A partir dessa profunda conscientização, começaremos a nos preocupar mais com as coisas ao nosso redor e a nos preocupar menos com problemas menores e questões secundárias.

Ao nos darmos conta de que as coisas não giram em torno de nós e não somos o centro do universo, nossas atitudes mudarão para melhor e nossa visão de mundo se tornará, necessariamente, mais positiva.

Obviamente, temos o instinto natural de nos vermos como protagonistas de nossas próprias vidas, mas, quando começamos a pensar que somos maiores do que isso, tudo passa a ficar fora de controle.

Se, por exemplo, pensarmos que somos as majestades reais da expansão cósmica, nossas interações com outros indivíduos se tornarão mutuamente prejudiciais, negativas e sem nenhuma reciprocidade.

Esse tipo de atitude leva a uma vida de frustração, pois ninguém é tão importante assim e um ego altamente inflado será quase impossível de satisfazer. É por isso que os autores insistem na necessidade de mudar as nossas perspectivas.

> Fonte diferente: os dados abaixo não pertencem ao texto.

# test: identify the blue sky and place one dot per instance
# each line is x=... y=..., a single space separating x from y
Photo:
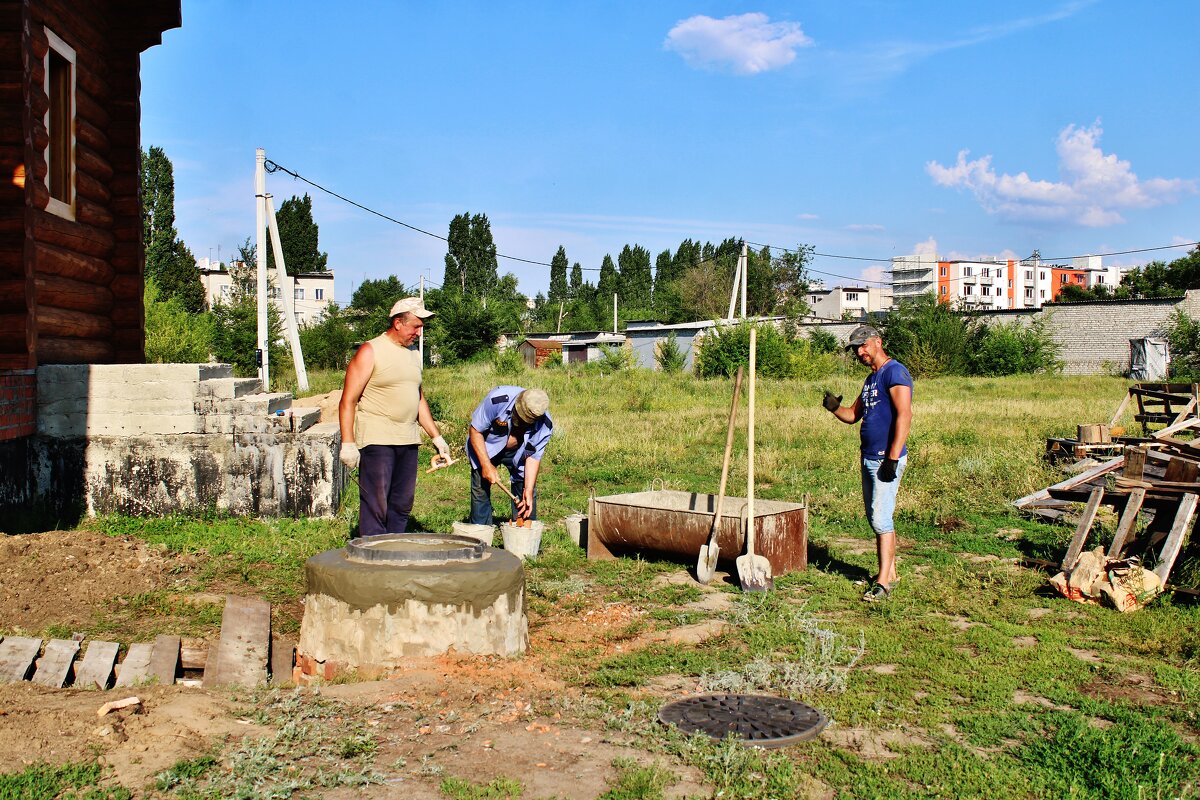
x=865 y=128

Pensar em tudo aquilo que o mundo pode nos dar é uma atitude insalubre. Essas expectativas não nos levarão a lugar algum. Por outro lado, pensar em todas as coisas maravilhosas que estão ao nosso alcance melhorará, significativamente, as nossas vidas e a de todos aqueles que estão próximos a nós.

Notas finais

Muitas pessoas creem firmemente que as únicas formas de alcançar o sucesso são esforçar-se e fazer planos estratégicos. Elas imaginam, por exemplo, que os grandes artistas passaram por todo esse processo. No entanto, a vida se torna muito mais agradável quando nos permitimos desfrutar de cada momento.

Embora seja excelente ter o sonho de se tornar um grande artista ou um profissional de renome, adiar e sacrificar toda a sua vida para alcançar esse único objetivo pode deixá-lo muito infeliz.

A sugestão final de nossos autores, portanto, reforça a necessidade de praticar a sua arte ou ofício livremente, aproveitando ao máximo cada momento vivido. Desse modo, você atingirá o sucesso diariamente e aprenderá a mudar os seus pontos de vista em prol de uma vida mais significativa e, sobretudo, feliz.